Sun Liquor: Worth a Trip to the Hill

But only if you can get a seat outside.

By Brian J Barr

Published on August 15, 2007

If I can get to Sun Liquor in time to grab a seat outside, it isone of thefew places where I'll drink on Capitol Hill during the summer. The combination of insufferable hipsters, lack of good scenery, and difficult parking has, unfortunately, soured my opinion of the hood. But you have to get there quick to nab that outside chair because the joint fills up quick. Sun Liquor's happy hour is the standard 5–7 p.m., the hours when most are logging off their computers or jogging with their dogs, but the prices—$1 off all beers, $2 off all cocktails—are worth rushing out of work for.

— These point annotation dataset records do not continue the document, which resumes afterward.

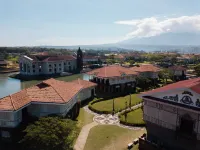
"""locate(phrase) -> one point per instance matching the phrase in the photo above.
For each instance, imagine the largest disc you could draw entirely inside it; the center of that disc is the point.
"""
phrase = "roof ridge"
(57, 92)
(79, 81)
(12, 102)
(105, 72)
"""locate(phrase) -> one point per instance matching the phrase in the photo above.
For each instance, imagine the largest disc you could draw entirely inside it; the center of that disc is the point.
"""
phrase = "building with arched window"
(113, 79)
(172, 116)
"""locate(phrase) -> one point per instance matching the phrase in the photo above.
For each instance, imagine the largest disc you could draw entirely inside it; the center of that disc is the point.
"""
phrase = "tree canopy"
(50, 133)
(197, 69)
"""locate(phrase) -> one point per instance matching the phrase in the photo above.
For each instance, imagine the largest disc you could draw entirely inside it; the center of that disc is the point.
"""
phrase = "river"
(10, 85)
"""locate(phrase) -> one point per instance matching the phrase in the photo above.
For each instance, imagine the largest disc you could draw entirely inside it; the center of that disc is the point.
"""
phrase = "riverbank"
(8, 70)
(40, 77)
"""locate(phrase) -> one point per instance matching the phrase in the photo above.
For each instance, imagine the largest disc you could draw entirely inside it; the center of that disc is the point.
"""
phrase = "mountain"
(166, 39)
(183, 42)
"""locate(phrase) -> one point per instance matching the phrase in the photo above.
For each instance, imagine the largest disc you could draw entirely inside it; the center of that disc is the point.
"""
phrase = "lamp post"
(130, 101)
(113, 107)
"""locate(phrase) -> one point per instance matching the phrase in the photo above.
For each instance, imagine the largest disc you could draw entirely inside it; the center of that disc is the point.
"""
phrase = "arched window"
(187, 124)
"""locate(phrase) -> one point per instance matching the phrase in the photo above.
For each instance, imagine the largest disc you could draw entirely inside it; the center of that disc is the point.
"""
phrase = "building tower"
(79, 59)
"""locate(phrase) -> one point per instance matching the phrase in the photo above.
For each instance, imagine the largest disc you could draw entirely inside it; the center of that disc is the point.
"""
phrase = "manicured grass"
(108, 137)
(134, 117)
(84, 118)
(119, 103)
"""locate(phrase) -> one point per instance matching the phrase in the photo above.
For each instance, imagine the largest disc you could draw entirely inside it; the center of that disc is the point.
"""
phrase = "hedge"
(128, 123)
(104, 112)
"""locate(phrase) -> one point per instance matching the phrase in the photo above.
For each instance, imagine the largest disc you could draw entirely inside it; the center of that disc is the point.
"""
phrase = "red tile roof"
(112, 71)
(145, 68)
(193, 84)
(48, 91)
(177, 68)
(45, 58)
(84, 83)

Sun Liquor is known for its cocktails (all juices are freshly pressed at the bar), but I'm a beer drinker by nature, so all night I went for the bottles of Anchor Steam ($3) chilling in the vintage fridge—shrewdly complemented by a seemingly endless supply of warm cashews. The early-evening crowd is a mix of software types and your run-of-the-mill Hill hipsters. But seated there on the sidewalk under the shade of thick oak trees, watching neighborhood folks walk past and wincing at inexperienced parallel parkers, you're not really paying attention to the clientele.